Intrauterine growth restriction, the pathological restriction of a fetus’ growth trajectory in utero, has adverse consequences for child health. Accurate in utero identification, and timely delivery of growth restricted fetuses, is critical for minimizing these risks.
In 2014, a high-quality fetal growth chart, the INTERGROWTH 21st chart, was published as a new international standard for monitoring fetal growth. Derived using the same conceptual framework and methodology as the current World Health Organization pediatric growth charts, the fetal growth standard provides a globally-standardized approach for evaluating child growth from “the womb to the classroom”.
Theoretically, the new INTERGROWTH chart has the potential to greatly improve detection of fetal growth restriction worldwide. However, major challenges exist in implementing the standard into clinical care in British Columbia and elsewhere. Most importantly, the relationship between the charts’ percentiles (i.e., size for age) and risks of important child health outcomes has not been defined. As a result, clinicians currently have no guidance on which percentile thresholds on the chart should be used to identify fetuses at increased risk of adverse outcomes due to intrauterine growth restriction. This knowledge gap represents a significant barrier to adopting a potentially valuable new tool into practice.
Data access has been approved for a research project which aims to remove this critical barrier to implementing the INTERGROWTH 21st standard in clinical practice by establishing the association between percentiles on the chart and important child health outcomes, overall and by gestational age. The project is funded by the BC Children’s Hospital Research Institute.

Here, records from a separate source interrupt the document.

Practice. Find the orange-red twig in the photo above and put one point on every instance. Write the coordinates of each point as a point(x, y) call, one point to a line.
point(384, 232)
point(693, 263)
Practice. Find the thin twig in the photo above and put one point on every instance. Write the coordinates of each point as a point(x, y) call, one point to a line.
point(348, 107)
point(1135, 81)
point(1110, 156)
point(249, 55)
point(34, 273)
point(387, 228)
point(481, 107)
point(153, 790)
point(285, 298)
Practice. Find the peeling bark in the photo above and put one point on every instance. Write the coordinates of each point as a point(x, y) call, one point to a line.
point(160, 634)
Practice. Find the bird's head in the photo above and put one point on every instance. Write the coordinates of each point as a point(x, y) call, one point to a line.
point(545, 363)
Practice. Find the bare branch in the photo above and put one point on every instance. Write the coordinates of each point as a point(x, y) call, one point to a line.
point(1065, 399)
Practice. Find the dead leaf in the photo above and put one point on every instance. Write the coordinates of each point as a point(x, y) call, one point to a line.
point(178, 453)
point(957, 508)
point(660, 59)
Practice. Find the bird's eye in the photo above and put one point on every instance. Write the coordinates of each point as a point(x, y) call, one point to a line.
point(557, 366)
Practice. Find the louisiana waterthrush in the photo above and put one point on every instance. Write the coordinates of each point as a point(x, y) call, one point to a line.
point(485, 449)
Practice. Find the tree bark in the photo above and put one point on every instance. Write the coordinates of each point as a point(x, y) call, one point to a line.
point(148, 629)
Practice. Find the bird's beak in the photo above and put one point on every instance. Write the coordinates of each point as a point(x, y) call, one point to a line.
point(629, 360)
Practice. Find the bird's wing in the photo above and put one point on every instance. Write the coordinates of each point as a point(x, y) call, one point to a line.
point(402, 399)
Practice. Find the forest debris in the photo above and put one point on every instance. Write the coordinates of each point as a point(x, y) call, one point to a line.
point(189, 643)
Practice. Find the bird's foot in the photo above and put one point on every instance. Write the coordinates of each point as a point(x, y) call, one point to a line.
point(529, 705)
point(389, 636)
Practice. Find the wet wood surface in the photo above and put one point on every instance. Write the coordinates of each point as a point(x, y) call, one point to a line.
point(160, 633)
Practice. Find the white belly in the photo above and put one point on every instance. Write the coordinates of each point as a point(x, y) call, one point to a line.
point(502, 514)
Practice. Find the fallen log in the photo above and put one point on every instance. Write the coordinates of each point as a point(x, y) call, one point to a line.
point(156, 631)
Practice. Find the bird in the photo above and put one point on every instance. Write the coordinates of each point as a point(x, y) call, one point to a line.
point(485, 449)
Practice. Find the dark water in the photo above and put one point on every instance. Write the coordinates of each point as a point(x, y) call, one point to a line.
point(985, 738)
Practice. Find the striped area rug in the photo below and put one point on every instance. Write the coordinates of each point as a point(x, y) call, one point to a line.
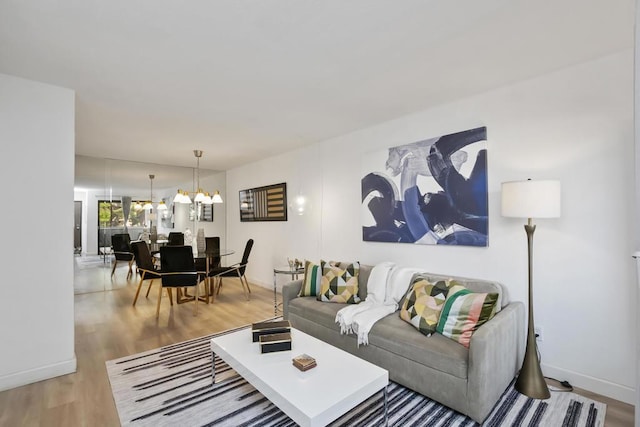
point(171, 386)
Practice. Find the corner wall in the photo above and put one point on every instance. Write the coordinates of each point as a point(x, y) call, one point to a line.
point(575, 125)
point(37, 167)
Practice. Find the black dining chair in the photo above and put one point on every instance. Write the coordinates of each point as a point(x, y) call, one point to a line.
point(120, 245)
point(235, 270)
point(146, 267)
point(175, 239)
point(178, 271)
point(212, 250)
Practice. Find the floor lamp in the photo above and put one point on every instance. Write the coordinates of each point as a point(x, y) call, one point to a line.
point(531, 199)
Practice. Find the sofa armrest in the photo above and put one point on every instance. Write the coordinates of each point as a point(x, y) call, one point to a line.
point(289, 292)
point(495, 355)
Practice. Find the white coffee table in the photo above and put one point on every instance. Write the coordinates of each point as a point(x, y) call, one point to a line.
point(315, 397)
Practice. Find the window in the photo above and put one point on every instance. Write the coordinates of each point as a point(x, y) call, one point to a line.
point(111, 214)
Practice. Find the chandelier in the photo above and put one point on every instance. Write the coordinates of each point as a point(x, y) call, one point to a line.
point(200, 196)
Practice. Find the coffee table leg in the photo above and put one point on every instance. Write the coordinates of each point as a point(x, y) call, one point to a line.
point(275, 295)
point(386, 407)
point(213, 368)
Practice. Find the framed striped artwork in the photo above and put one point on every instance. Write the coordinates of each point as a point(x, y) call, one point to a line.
point(268, 203)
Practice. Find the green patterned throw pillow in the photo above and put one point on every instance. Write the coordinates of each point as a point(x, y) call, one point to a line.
point(463, 312)
point(339, 285)
point(424, 301)
point(311, 282)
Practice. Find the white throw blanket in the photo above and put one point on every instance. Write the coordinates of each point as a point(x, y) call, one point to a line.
point(376, 292)
point(360, 318)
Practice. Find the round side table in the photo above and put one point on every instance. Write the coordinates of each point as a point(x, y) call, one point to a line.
point(287, 271)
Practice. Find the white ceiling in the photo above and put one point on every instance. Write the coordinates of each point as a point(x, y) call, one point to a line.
point(245, 79)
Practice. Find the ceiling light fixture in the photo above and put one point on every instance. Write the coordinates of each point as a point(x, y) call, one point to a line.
point(199, 196)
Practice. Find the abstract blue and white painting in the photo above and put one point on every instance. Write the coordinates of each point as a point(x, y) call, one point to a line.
point(430, 192)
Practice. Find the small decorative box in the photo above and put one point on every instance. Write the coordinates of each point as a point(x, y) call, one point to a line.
point(267, 328)
point(275, 342)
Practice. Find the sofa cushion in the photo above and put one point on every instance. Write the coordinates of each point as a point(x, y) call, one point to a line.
point(315, 311)
point(392, 334)
point(339, 284)
point(464, 312)
point(438, 352)
point(424, 301)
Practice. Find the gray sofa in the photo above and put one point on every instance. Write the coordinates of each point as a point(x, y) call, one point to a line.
point(468, 380)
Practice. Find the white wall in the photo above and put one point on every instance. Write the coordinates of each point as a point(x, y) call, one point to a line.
point(575, 125)
point(36, 307)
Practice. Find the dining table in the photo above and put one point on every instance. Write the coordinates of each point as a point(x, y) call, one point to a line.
point(208, 255)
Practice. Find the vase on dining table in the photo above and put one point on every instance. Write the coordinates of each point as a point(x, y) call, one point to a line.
point(200, 240)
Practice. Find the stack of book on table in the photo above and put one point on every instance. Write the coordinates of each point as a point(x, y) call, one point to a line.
point(304, 362)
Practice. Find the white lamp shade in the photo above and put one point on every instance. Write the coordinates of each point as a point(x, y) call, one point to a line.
point(216, 198)
point(531, 199)
point(299, 205)
point(199, 197)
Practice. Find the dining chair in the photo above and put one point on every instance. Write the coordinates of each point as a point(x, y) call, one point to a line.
point(178, 271)
point(235, 270)
point(175, 239)
point(212, 246)
point(146, 267)
point(120, 245)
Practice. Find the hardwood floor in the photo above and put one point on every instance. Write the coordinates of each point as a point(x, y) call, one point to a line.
point(108, 327)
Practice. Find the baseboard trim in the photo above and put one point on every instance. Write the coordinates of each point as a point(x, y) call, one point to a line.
point(614, 391)
point(38, 374)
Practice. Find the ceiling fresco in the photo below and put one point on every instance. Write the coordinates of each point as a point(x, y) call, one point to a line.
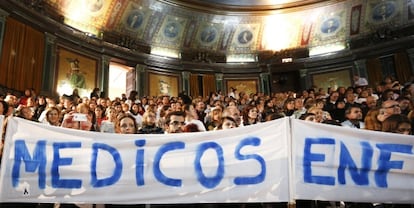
point(165, 25)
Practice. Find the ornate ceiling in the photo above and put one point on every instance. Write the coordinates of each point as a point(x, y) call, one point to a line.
point(229, 30)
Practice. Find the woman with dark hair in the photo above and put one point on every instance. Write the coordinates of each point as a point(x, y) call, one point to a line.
point(95, 93)
point(397, 123)
point(4, 107)
point(126, 125)
point(250, 115)
point(149, 124)
point(289, 106)
point(227, 122)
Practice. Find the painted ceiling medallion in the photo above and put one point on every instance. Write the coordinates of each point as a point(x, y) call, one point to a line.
point(245, 37)
point(209, 34)
point(331, 25)
point(383, 11)
point(172, 30)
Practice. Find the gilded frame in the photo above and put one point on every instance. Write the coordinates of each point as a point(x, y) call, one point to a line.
point(75, 70)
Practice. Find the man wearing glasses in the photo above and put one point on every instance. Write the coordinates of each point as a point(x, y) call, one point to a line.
point(390, 107)
point(174, 122)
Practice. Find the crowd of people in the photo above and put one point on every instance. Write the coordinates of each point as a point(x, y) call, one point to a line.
point(387, 107)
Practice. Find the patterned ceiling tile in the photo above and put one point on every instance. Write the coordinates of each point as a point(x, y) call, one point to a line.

“Our findings will provide evidence-based guidance on how the chart should be used to differentiate high- and low-risk fetuses in the applied clinical setting,” says project lead, Dr. Jennifer Hutcheon, Associate Professor at the University of British Columbia.
Hutcheon hopes that, with accurate tools for diagnosing growth restricted fetuses, obstetricians will be able to prevent unnecessary preterm delivery and its associated neonatal morbidity and mortality while minimizing risk for fetal death by ensuring a timely delivery for growth restricted infants.
PopData will link data from Perinatal Services BC, the BC Ministry of Health, the BC Vital Statistics Agency and the Human Early Learning Partnership for the project.